The new company's chairman will be Edward Lampert, Kmart's majority shareholder and chairman of Kmart. He also holds a substantial stake in Sears. Current Sears Chairman and CEO Alan Lacy will become vice chairman and CEO of Sears Holding Corporation. Recently appointed Kmart President and CEO Aylwin Lewis will become executive vice president and chief financial officer.
William Crowley, currently senior vice president - finance of Kmart and a Kmart Board member will be executive vice president, finance and integration of Sears Holdings.
Lampert, Lacy, and Lewis will join a 10-member Sears Holdings board of directors, which will include a total of seven members from the current Kmart board and three members of the current Sears, Roebuck board. Sears Holdings will act as the holding company for the Sears and Kmart businesses, which will continue to operate separately under their respective brand names and will continue to be headquartered in Hoffman States , Ill. , and Troy , Mich. , respectively.
The merger was unanimously approved by the boards of both retail companies. In addition, Lampert's ESL Investments and its affiliates have agreed to vote all Kmart and Sears, Roebuck shares they own in favor of the merger and to elect stock in the transaction with respect to their shares of Sears, Roebuck.
Under the terms of the agreement, Kmart shareholders will receive one share of new Sears Holdings common stock for each Kmart share. Sears, Roebuck shareholders will have the right to elect $50.00 in cash or 0.5 shares of Sears Holdings (valued at $50.61 based on yesterday's closing price of Kmart shares) for each Sears, Roebuck share. Shareholder elections will be prorated to ensure that in the aggregate 55 percent of Sears, Roebuck shares will be converted into Sears Holdings shares and 45 percent of Sears, Roebuck shares will be converted into cash.

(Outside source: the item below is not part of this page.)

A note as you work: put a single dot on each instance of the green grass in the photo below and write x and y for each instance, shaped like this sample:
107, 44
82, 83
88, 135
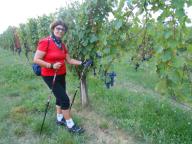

The current value of the transaction to Sears, Roebuck shareholders is approximately $11 billion. The transaction is expected to be tax-free to Kmart shareholders and tax-free to Sears, Roebuck shareholders to the extent they receive stock.
Lampert said, "The combination of Kmart and Sears is extremely compelling for our customers, associates and shareholders as it will create a powerful leader in the retail industry, with greatly expanded points of distribution, leading proprietary home and apparel brands and significant opportunities for improved scale and operating efficiencies. The merger will enable us to manage the businesses of Sears and Kmart to produce a higher return than either company could achieve on its own."
The merger is expected to close by then end of March 2005. The combination of the two companies is "conservatively "estimated to generate $500 million of annualized cost and revenue savings to be fully realized by the end of the third year after closing, according to a release by Kmart.
The transaction is expected to be "significantly" accretive to earnings per share in the first year before one-time restructuring costs. In addition, the companies expect to realize approximately $200 million in incremental gross margin from revenue synergies by capitalizing on cross-selling opportunities between Kmart and Sears' proprietary brands and by converting a substantial number of off-mall Kmart stores to the Sears nameplate in addition to the 50 Kmart stores Sears acquired earlier this year.